Une vraie plongée dans les méandres de la folie "maîtrisée".
Car Lou Ford, shérif adjoint de son état, est un tueur en série allumé dont la respectabilité établie trompe le monde. D'un premier abord, paternaliste, tranquille et séduisant, il va s'avérer machiavélique dans la gestion de sa folie et de sa relation à l'autre. Tout ce que l'Amérique produit de mieux depuis des décennies.
Écrit à la première personne pour garantir à l'ami lecteur une immersion immédiate dans ce cerveau dérangé, Jim Thompson manipule. Il nous fait croire au début que son héros est bon et sympathique puis pas tant que ça puis finalement pas du tout.

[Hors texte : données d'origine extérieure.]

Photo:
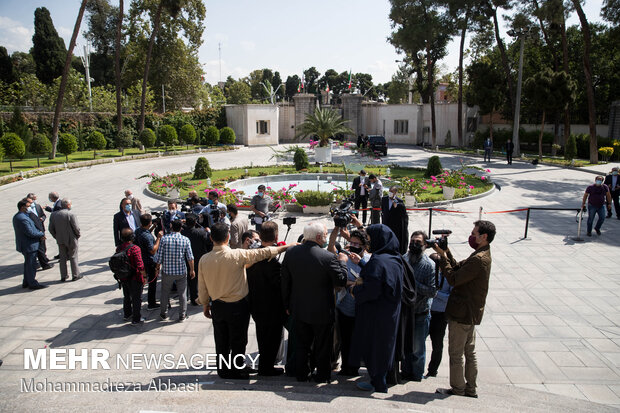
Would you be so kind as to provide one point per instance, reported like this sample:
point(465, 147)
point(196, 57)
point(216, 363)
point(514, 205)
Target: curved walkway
point(552, 321)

Quand on pense qu'il ne peut pas aller plus loin, hé bien si, il y va !
Les montées de violence sont fulgurantes comme un crotale qui frappe. Rapides comme l'éclair. Aiguisées comme des couteaux. Lou Ford a un problème avec les femmes. du coup, les femmes ont un problème avec Lou Ford. Et le problème est vite réglé.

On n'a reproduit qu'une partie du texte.